Edgard Morin (1921-), cem anos de vida totalmente dedicados ao pensamento complexo, vivo entre nós é então o grande nome daquilo que temos comumente chamado de a era das incertezas, uma pessoa normal, no seu ser a serenidade, um pensamento despojado de qualquer delírio ou quimeras por demais absurdas, alguém que sempre lutou com as aramas do pensar contra os inimigos da felicidade, estes completamente revestidos de couraças da força, do poder bélico intimidante. Morin, um ser incomum, num mundo banalizado pela estupidez humana não trabalha com a fantasia, mas sim com a realidade que nos circunda; para esse senhor centenário não há como descobrir o imprevisível e a vida no seu todo está tão incerta como em séculos passados, navegar traz consigo uma quantidade inumerável de incertezas, dentre as quais: ignorância, medo, loucura e sonhos.
Hans Jonas (1903-1993), filósofo alemão, vem nos últimos anos ocupando cada vez mais um papel de destaque na sociedade que vagamente encontra-se em plena felicidade, mas muito imbuída da falta de sentido e um excesso estrondoso de imaginação técnica, o estilo de vida no qual Hans Jonas esteve mergulhado foi por ele atentamente analisado sob muitos pontos, em especial o da responsabilidade, essa que tanto tem sido deixada de lado pela atual civilização que despreza a prudência, o meio termo, a sobriedade e a cautela. Hans Jonas é um dos poucos que em vida teve a audácia de pensar, escrever e publicar aquilo que ele considerava os males do mundo moderno e não aquilo que os outros queriam que ele se manifestasse; seu Princípio Responsabilidade cai como uma bomba na visão prometéica dominante do mundo atual, que se julga a única com a capacidade de se salvar.
Achille Mbembe (1957-), é um instigante filósofo camaronês, é uma figura ímpar e contundente da esfera global atual, não é simplesmente mais um dos mesmos de outrora, conhecer profundamente sua trajetória epistêmica requer de cada um sair de si mesmo e ir para outras regiões que nos foram podadas e deixadas de lado por conveniência, Mbembe explora com maestria a dinâmica furiosa do tempo presente, bem como a brutal presença do antropoceno entre nós com consequências devastadoras para a vida humana e extra-humana. Achille Mbembe fala com propriedade, oriundo de um continente que foi ao longo do tempo sufocado e aterrorizado por inúmeros conflitos e matanças, sabe muito bem o poder que as armas tiveram em sua terra para silenciar aqueles que não aceitavam a dominação estrangeira; nesse pensador o futuro está aberto para toda e qualquer realidade.

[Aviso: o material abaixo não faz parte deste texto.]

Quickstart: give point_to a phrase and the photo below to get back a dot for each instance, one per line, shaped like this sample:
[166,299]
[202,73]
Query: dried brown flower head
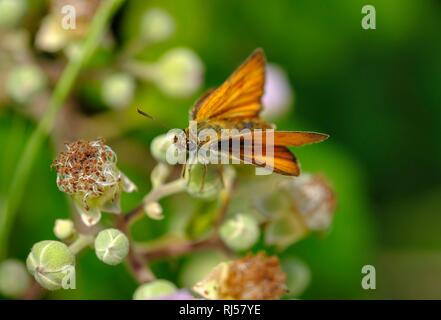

Van Rensselaer Potter (1911-2001), um dos pais da bioética, agora que seu nome vem ganhando peso e popularidade no meio acadêmico, passou sua vida toda tentando nos alertar sobre o futuro da sobrevivência humana com dignidade em meio a um mundo que no princípio dos anos setenta do século XX, começava a dar sinais de esgotamento bem como um profundo desencanto com o estilo de vida assumido pela grande maioria, estilo esse impossível de ser sustentado a longo prazo. Segundo Potter a humanidade precisa com urgência de sabedoria e cooperação de todas as ciências, um novo jeito de produzir conhecimento para que todos possam dele usufruir; o progresso analisado sob a ótica de Potter merece uma severa crítica, pois ele é no mais vezes o protagonista de inúmeras crises para as quais somos meros grãos de areia, apenas e tão somente poeira.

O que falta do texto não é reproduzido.